I think my point is a bit stronger: experience and reflection aren't coextensive, in that they are not necessarily engaged in simultaneously, but they necessarily rely on and entail one another--they are different swings of the same pendulum.

Of course I'm speaking simply in terms of reflection, the natural action of the perceiving mind, and "analysis" as such is certainly a special case. But I think we can look at it as a formalization of the reflective process and so entirely appropriate to the task of formal criticism (the original topic here, no?).


>"analysis cannot be used to evaluate art in the absence of any specific criteria, only experience can"

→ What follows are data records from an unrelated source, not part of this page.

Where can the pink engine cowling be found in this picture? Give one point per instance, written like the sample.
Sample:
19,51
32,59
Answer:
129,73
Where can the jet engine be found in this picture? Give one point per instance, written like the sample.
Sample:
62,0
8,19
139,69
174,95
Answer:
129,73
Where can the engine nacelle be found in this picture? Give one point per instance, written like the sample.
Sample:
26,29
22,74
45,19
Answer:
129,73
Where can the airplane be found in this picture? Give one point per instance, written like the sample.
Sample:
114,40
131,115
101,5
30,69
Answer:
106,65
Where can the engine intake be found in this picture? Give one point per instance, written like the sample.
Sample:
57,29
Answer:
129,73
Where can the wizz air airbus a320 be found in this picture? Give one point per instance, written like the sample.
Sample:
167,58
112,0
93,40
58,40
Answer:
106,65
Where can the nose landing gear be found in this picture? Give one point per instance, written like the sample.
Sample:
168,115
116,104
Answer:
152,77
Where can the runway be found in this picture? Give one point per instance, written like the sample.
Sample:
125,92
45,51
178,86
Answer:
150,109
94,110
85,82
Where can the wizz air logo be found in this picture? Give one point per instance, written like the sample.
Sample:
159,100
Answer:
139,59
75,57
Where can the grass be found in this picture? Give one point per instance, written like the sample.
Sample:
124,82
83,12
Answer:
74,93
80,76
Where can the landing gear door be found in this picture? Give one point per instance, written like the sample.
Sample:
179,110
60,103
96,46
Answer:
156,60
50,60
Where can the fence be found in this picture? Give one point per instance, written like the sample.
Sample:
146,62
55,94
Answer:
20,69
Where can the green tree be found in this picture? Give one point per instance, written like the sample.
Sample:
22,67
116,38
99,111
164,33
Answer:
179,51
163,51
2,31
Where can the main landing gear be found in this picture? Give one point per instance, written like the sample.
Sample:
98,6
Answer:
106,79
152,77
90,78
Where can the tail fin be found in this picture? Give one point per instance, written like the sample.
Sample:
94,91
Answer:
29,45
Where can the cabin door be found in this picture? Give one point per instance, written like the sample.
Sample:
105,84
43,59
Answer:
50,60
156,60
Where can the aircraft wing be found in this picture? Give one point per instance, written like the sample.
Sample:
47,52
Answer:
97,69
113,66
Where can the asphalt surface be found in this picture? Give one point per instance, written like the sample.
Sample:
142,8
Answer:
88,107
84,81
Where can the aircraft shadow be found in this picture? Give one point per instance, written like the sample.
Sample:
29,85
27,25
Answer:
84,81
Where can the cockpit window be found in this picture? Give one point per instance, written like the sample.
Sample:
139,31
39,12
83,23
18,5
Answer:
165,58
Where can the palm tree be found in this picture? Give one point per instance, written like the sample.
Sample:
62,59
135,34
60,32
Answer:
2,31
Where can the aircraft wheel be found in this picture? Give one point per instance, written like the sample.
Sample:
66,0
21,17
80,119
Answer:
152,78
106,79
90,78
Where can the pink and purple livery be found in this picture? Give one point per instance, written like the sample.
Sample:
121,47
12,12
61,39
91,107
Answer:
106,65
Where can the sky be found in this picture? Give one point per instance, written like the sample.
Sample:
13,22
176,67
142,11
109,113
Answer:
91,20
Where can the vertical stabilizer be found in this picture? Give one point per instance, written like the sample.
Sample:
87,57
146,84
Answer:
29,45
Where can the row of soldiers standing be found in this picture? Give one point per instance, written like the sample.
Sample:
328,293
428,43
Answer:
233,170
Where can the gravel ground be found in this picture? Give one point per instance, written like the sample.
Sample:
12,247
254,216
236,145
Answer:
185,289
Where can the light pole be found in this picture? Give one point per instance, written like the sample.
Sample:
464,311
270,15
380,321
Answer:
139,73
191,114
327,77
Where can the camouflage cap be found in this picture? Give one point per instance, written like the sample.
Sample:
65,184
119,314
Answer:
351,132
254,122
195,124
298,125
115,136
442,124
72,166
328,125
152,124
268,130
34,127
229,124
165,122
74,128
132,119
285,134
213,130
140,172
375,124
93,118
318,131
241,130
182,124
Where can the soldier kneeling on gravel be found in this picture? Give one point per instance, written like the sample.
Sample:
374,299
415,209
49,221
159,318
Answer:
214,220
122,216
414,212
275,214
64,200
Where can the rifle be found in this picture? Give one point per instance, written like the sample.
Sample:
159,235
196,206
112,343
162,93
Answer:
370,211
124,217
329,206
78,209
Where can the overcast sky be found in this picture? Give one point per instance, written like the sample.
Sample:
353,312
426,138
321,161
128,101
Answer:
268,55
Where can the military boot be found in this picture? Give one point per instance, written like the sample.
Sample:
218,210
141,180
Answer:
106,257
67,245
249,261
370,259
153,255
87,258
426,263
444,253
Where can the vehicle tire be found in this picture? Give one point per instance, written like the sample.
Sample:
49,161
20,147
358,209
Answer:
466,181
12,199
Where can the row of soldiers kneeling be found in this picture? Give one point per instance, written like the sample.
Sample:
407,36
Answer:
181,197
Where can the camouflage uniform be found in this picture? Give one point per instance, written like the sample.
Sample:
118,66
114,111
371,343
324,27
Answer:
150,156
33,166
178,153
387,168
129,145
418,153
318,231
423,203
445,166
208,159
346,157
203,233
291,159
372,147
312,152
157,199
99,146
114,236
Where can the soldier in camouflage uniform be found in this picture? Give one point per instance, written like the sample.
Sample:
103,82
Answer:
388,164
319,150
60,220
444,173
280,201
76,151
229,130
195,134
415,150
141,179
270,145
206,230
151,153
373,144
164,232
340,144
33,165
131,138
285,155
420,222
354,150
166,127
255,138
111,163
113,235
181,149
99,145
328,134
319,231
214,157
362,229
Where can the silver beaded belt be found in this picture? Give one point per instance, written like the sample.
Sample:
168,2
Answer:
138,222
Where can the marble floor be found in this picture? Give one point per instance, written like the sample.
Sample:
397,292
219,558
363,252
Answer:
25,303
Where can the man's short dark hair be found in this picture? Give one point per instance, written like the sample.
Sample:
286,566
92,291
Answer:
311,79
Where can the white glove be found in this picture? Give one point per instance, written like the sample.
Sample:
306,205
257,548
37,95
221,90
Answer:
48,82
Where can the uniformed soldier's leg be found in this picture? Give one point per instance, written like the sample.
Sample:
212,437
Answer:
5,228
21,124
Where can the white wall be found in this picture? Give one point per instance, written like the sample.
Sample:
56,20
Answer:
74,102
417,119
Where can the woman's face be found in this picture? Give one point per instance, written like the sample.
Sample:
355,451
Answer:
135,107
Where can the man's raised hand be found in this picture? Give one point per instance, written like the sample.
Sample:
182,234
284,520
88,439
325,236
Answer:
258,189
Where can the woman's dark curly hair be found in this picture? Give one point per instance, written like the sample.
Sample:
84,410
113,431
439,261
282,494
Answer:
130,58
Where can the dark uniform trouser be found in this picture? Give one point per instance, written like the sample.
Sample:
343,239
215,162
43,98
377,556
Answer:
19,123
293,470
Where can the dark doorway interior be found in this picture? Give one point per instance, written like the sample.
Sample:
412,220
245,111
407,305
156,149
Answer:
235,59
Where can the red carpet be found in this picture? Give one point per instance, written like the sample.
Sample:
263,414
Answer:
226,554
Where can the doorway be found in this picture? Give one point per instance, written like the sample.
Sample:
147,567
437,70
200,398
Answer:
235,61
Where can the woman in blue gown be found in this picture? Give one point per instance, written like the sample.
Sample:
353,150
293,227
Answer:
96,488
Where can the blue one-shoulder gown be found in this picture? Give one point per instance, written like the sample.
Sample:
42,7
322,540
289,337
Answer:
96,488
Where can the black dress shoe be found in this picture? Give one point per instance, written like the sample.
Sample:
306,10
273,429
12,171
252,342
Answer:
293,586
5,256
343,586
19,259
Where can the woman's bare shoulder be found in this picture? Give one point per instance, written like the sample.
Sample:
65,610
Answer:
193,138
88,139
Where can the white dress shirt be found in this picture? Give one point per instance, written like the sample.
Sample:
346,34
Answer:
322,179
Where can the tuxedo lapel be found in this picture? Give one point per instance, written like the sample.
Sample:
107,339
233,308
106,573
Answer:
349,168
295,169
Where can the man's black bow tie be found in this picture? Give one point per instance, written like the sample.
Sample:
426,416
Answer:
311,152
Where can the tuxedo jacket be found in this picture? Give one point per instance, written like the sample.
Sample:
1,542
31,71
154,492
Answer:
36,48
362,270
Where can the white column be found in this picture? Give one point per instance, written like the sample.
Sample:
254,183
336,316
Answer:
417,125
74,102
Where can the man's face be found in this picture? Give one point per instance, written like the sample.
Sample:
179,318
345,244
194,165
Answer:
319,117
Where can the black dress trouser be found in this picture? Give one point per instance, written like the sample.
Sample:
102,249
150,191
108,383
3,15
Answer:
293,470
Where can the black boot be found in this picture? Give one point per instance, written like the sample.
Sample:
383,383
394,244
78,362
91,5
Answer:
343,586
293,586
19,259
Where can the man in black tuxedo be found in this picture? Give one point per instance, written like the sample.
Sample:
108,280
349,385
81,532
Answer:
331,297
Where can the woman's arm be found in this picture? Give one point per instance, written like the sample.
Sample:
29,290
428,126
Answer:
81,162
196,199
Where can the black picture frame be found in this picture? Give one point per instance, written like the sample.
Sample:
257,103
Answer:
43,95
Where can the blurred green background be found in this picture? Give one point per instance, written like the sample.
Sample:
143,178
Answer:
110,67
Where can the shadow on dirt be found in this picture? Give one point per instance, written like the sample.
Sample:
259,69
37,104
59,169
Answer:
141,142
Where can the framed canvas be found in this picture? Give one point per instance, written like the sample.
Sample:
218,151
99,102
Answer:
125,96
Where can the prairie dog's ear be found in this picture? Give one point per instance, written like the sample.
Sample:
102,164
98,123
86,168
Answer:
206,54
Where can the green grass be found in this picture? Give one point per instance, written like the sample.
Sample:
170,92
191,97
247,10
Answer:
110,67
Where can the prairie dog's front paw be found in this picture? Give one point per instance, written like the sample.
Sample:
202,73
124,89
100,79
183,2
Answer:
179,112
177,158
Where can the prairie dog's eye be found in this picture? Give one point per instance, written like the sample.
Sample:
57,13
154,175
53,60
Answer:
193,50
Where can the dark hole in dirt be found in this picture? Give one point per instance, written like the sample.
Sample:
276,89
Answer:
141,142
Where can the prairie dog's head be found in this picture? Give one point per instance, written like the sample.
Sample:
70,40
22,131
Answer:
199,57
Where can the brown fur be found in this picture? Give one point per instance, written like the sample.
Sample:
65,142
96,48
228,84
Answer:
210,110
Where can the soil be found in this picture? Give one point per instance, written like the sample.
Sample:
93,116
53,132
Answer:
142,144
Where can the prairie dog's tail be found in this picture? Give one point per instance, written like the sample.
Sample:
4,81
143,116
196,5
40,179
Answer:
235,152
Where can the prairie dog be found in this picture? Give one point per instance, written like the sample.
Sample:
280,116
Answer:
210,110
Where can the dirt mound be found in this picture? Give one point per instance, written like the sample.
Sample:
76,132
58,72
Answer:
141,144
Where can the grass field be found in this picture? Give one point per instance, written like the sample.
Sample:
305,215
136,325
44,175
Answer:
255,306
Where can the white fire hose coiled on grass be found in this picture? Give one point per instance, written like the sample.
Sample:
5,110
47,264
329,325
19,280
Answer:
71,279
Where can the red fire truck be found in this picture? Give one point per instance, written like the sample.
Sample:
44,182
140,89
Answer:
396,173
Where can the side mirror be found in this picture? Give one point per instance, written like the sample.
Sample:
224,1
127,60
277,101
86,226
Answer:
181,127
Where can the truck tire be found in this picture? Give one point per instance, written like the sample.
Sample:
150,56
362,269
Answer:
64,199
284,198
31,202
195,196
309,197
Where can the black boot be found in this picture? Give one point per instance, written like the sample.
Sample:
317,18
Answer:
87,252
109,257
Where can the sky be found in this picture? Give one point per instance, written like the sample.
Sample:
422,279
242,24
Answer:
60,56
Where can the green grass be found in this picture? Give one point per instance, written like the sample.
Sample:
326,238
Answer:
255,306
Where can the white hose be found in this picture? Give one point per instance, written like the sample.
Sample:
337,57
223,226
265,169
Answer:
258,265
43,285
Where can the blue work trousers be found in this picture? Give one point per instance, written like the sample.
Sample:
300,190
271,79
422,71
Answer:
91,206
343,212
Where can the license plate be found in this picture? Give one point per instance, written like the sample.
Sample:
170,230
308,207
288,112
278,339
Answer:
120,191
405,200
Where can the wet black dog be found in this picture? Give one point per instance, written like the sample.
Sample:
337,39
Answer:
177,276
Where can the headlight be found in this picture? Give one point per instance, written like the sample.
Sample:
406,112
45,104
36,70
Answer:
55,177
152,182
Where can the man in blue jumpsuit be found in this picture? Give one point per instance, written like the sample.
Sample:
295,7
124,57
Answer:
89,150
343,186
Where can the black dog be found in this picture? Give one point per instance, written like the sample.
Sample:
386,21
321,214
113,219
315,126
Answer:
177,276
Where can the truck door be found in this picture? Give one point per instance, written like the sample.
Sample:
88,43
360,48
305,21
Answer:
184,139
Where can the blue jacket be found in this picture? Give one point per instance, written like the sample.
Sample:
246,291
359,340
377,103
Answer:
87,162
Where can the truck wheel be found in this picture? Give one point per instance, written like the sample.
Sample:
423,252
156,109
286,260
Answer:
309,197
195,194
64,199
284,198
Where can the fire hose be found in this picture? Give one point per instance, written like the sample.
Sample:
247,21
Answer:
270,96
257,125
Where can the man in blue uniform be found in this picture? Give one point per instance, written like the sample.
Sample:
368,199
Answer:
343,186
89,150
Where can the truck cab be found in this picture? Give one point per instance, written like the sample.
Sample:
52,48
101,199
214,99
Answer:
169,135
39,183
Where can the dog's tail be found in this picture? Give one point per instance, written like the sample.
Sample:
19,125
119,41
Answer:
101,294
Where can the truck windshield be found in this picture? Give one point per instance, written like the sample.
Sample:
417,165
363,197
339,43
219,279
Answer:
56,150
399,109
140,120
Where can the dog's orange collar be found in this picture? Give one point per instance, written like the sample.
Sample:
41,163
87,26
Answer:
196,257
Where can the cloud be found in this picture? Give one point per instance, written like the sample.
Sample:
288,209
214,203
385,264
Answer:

Solid and specific criteria in art certainly hard to come by. I seem to recall Doc Betancourt badgering you in particular around these parts for the specific criteria on which you base your judgements (please correct me if I'm remembering this incorrectly). I think I agree with you that experience is the measure of aesthetic judgement. Criteria can arise organically from experience, past and present, and the establishment of criteria is often difficult to distinguish from the act of judgement itself. Does this mean that this is not "analysis"? I don't think it does, but perhaps were defining the term differently.


>"I do think that I would take issue with your statement 'Experience begets analysis/reflection, and analysis informs experience'... analysis, although it can affect what we make of experience, cannot affect experience itself. Experience, as such, is only experience."

But this is the crucial point, namely that thought is integral to experience. "Bare experience" as such, separate as it were from thought, does not exist. Thought is an organizing and form-giving force, that which makes experience a discrete experience.

To oversimplify from distant memory (it's been some time since I've read it), in Dewey undergoing and doing represent the passive and active poles (respectively) within any experience. Each experience is shaped and endowed with meaning, indeed is carried forward as an experience, in conjunction with our full storehouse of previous experiences, as well as our reactions and expectations in the present.

12.

oldpro

October 6, 2004, 1:50 AM

But now you are using the word "relection", which is yet another word describing yet another habit of mind, and saying that "thought" is "integral to experience". Fine, OK. I think we are confusing words with what happens in our heads. Myriad mental gyrations go on all the time in everything we do. All I am doing here is making a plea for clarity of definition. "Experience" is not the same as "analysis", or "thought" or "reflection". That they are similar or related or work together or not is all beside the point.

"Solid and specific criteria" are not "hard to come by" for judging art, they do not exist. I hesitate to get into this again because it caused such a massive overreaction a month or two ago, Dr. B and all, and degenerated into a chaotic mess. We do not use criteria to judge art. We do not stand in front of art and ask ourselves if it fits a list of requirements, (with the obvious and trivial excepion that we may "like it"). The whole point of art, what makes it art, is that it asks us to experience it without criteria, by our pure judgement, by experience. Everyone does this constantly as a matter of course. It is demonstrated in practice a thousand times a day, yet saying it, for some peculiar reason, provokes the most unrestrained, violent reactions imaginable, or has, on this blog, at least. I don't get it, and I should know better than to get into it.

Sorry, these discussions always start simple and end diffuse as all hell. Maybe I should go read Dewey.